David Thorne replied to Daniel T Shumaker's comment

It's funny because if we say God's like a loving father it messes people up because of their own dads. But, if we think of God like a loving dog owner...people will buy that- because no one's mean to their dog. And people get that a dog owner loves their dog even when the dog is dumb! Just a thought. Www.refuelblog.com

Martin Cogburn

10

Martin Cogburn commented…

I've been guilty of # 3 many times. People can get downright angry when "defending" the gospel... which means they certainly aren't "living" it.

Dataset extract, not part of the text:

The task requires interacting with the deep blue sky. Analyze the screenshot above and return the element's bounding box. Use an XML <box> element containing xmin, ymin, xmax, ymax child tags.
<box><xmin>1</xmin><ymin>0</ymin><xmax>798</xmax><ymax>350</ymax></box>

For more info on simple steps to impact the culture check out "Straight Impact Introduction" @ www.straightimpact.org

Helen Birkbeck

1

Helen Birkbeck commented…

This is an excellent article, on a subject I have been struggling with for years, after starting life in a church that viewed God more as a sort of cosmic head teacher out to correct us than as a loving creator and father, and having had parents who judged me by what I did rather than who I was.

Ayana Taplin

8

Ayana Taplin replied to Helen Birkbeck's comment

I feel your pain. I too struggle with this even though I am now apart of a church with a more biblical view of God.